If a pet has been diagnosed with an environmental allergy, it may seem counterintuitive to consider nutritional management, but it can actually be very helpful as part of multimodal management with medications. Certain ingredients, like omega-3 fatty acids from fish oil, can help to calm inflammation and restore the protective skin barrier. Some veterinary-recommended dietetic foods also contain other ingredients to help manage inflammation and dampen the immune system’s reaction to the environmental allergens, like phytonutrients. Because a significant proportion of dogs have both AFR and atopic dermatitis, these diets may also avoid the most common food reaction triggers.

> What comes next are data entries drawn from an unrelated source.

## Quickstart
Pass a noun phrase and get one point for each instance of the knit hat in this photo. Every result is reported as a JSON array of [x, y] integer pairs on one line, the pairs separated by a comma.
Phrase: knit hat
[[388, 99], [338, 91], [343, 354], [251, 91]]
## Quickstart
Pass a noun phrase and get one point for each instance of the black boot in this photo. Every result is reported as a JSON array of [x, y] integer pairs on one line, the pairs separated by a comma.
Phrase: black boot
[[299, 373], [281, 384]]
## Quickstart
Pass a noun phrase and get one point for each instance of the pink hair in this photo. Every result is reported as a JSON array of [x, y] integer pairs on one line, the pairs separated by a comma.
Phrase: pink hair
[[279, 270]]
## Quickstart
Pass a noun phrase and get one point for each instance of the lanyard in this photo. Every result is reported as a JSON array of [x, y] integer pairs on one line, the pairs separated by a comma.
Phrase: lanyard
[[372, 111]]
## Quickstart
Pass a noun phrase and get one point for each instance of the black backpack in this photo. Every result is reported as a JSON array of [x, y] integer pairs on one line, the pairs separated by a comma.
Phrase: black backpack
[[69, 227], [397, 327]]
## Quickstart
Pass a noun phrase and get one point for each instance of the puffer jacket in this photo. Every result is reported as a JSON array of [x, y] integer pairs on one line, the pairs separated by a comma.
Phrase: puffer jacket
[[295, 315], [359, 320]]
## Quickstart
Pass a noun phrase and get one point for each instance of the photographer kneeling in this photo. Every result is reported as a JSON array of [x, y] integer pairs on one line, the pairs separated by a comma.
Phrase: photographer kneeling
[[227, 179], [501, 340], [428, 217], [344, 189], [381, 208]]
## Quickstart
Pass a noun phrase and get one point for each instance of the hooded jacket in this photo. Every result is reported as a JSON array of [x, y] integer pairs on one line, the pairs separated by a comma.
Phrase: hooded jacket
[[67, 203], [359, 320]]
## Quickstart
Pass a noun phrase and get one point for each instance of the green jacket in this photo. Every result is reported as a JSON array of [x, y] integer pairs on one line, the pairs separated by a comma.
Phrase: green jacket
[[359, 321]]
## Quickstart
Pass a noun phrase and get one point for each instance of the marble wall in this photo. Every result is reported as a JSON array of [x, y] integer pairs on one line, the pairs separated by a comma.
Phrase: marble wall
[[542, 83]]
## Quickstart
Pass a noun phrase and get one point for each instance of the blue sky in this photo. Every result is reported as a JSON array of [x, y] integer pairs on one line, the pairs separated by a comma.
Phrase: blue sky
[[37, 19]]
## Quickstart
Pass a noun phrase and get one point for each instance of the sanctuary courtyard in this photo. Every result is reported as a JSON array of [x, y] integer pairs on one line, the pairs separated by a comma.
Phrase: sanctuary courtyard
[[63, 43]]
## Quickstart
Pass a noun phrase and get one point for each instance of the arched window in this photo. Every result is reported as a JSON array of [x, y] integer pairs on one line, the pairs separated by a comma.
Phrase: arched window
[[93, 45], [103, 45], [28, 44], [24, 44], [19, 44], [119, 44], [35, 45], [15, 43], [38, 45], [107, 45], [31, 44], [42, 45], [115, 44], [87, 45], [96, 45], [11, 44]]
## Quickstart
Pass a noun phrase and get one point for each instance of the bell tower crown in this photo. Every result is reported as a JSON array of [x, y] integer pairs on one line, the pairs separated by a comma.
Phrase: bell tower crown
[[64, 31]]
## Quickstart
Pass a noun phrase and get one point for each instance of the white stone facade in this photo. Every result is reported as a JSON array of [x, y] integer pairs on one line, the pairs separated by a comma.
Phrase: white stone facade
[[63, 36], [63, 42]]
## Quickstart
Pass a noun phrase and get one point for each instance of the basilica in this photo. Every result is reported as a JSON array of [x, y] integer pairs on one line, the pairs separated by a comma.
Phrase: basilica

Overall, it is best to follow a vet’s recommendation for stepwise diagnosis of itchy pets. It may take some time to rule out the various potential causes of itching, but this patience leads to a proper diagnosis and more effective treatment. There are many misconceptions around the prevalence and common causes of adverse food reactions in pets. Discovering the true cause of pruritus, and managing allergic causes with veterinary-recommended targeted nutrition, can help to save vets bills and much discomfort for pets and their owners over time.